Young parenting lockdown

Alisha - posted on 09/19/2012 ( 2 moms have responded )

3

0

0

My beautiful little boy was born 7 weeks ago, and to me and my family he is the most precious thing in the world. I am a young mother, 15 years old and still live with my parents and older brothers and sisters which have no children so my little baby is the first grandchild. I have been with my boyfriend for 2 years and recently moved overseas with my family as I had no choice, and once settled in found out I was pregnant with my boyfriends baby.. (at the time we were long distance). My father is very traditional and old school and so of course at first did not talk to me for a while but I had great support from my mother and sisters. As it got closer to my due date, my father grew so close to me and would tell us all how excited he is for his first granbaby. I knew my father probably wouldn't accept my boyfriend, and so I did not mention anything with him. My boyfriend flew over unexpectadly, to be with me and our son, and be apart of this little boy's life. But my father would not accept him. He seriously went psycho, saying that he will never ever allow him to see me or my baby. I was just so upset and at the time carrying. But my father would not budge. My father was not at the birth of my son, but my sisters and mom were, I asked them if my boyfriend could please attend and they agreed, but this was not to be known by my father. A couple of times behind my dads back me and me baby would secretly meet up with his father. Me and my boyfriend are still so in love and though my father will not accept him we still have faith. Its been so long now, and my baby is getting older and bigger and growing stronger by the day, and I am just really tired of waiting around for practically no change. My boyfriend is also growing impatient as he misses his son, and me. He flew back to New Zealand 2 weeks ago so I could sort something out, but nothing has changed. I have an idea that im not sure if I should act upon. I would like to move over to New Zealand where I am originally from, and where my boyfriend is. His family have said that we could live with them if we do come. But I know my family would be hurt. I just think it is more important for my son to know he is loved by both parents, and I want to know I have created my own family, not being ruled by my own parents and older siblings in front of my child. But as of my age, Im not sure if my parents are the ones who decide if I can go or not.. Help please :(

2 Comments

View replies by

Dove - posted on 09/19/2012

11,620

0

1348

I don't know where you are, but I'm pretty sure fathers have a right to their children in every country. Your dad may (or may not) control YOUR life at the moment, but he can't control the fact that your child's father has a legal right to be involved in HIS life.
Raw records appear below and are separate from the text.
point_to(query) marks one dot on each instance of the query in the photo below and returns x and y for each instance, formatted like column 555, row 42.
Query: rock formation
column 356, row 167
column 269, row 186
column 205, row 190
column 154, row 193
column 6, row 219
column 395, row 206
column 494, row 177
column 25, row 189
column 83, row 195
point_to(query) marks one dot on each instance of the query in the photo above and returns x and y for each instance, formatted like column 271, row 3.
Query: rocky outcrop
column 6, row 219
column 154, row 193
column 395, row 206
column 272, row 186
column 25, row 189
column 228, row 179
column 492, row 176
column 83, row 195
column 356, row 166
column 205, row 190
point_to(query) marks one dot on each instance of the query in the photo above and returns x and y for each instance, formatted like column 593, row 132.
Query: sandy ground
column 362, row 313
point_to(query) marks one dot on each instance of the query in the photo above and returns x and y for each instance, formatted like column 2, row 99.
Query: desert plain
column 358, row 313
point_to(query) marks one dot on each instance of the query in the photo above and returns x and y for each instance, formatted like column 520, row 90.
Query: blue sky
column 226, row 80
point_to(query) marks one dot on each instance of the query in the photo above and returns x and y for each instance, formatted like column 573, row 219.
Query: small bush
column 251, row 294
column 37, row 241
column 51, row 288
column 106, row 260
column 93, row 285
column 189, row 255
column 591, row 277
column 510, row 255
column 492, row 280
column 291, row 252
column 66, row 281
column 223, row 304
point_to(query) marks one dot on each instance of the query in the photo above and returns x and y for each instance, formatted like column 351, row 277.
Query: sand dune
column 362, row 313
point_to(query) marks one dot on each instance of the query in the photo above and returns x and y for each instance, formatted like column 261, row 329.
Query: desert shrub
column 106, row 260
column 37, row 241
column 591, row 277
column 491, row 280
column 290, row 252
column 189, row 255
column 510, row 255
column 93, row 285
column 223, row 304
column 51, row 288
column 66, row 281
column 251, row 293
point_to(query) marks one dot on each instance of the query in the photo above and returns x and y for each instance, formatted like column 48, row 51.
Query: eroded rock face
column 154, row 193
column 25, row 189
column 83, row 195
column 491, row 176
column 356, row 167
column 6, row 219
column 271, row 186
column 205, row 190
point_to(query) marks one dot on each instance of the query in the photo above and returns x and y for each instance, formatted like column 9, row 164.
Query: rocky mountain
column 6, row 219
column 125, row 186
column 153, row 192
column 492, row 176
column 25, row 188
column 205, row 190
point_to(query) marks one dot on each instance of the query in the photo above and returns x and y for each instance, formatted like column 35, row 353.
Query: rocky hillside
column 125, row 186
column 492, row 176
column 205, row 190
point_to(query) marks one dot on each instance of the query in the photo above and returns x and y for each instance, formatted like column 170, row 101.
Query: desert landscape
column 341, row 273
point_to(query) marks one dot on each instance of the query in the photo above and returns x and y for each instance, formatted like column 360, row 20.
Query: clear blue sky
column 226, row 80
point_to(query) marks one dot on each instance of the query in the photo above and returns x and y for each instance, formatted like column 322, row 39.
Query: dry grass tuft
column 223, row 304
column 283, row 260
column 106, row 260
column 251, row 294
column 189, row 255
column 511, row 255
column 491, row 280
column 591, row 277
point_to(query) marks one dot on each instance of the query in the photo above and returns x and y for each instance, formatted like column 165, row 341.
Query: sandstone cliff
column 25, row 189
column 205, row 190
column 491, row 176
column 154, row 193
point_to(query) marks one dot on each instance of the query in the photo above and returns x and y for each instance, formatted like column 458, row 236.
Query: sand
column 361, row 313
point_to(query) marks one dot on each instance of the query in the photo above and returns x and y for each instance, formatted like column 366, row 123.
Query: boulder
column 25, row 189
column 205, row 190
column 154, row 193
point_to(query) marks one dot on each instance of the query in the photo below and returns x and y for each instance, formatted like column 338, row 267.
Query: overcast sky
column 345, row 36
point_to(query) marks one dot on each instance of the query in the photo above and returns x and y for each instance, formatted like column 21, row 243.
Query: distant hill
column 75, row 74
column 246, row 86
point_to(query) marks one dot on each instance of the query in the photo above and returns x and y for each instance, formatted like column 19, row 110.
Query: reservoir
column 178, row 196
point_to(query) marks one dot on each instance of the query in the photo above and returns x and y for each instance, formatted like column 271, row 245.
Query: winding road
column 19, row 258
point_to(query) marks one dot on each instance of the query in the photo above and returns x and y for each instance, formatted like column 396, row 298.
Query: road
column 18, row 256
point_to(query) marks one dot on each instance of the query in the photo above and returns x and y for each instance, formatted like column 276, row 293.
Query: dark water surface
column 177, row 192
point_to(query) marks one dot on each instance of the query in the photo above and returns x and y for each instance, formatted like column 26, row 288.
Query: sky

My best advice is to call a lawyer and find out what your options are right now... and what the baby's father's options are as well. If you get a hold of a lawyer that doesn't take you seriously because of your age... call another one.



You are right that your child should know he is loved and cared for by both parents. Because of your young ages you definitely need parental help and support (either your parents or his... or both) at this time, but you both CAN make this work if you are committed to each other, your son, your education, and soon enough... jobs. Good luck!

Michelle - posted on 09/19/2012

2,191

23

1087

You would have to check with a lawyer but here in Canada you can legally live on your own and make your own decisions at the age of 16 if you are able to prove that you can support yourself financially and look after yourself.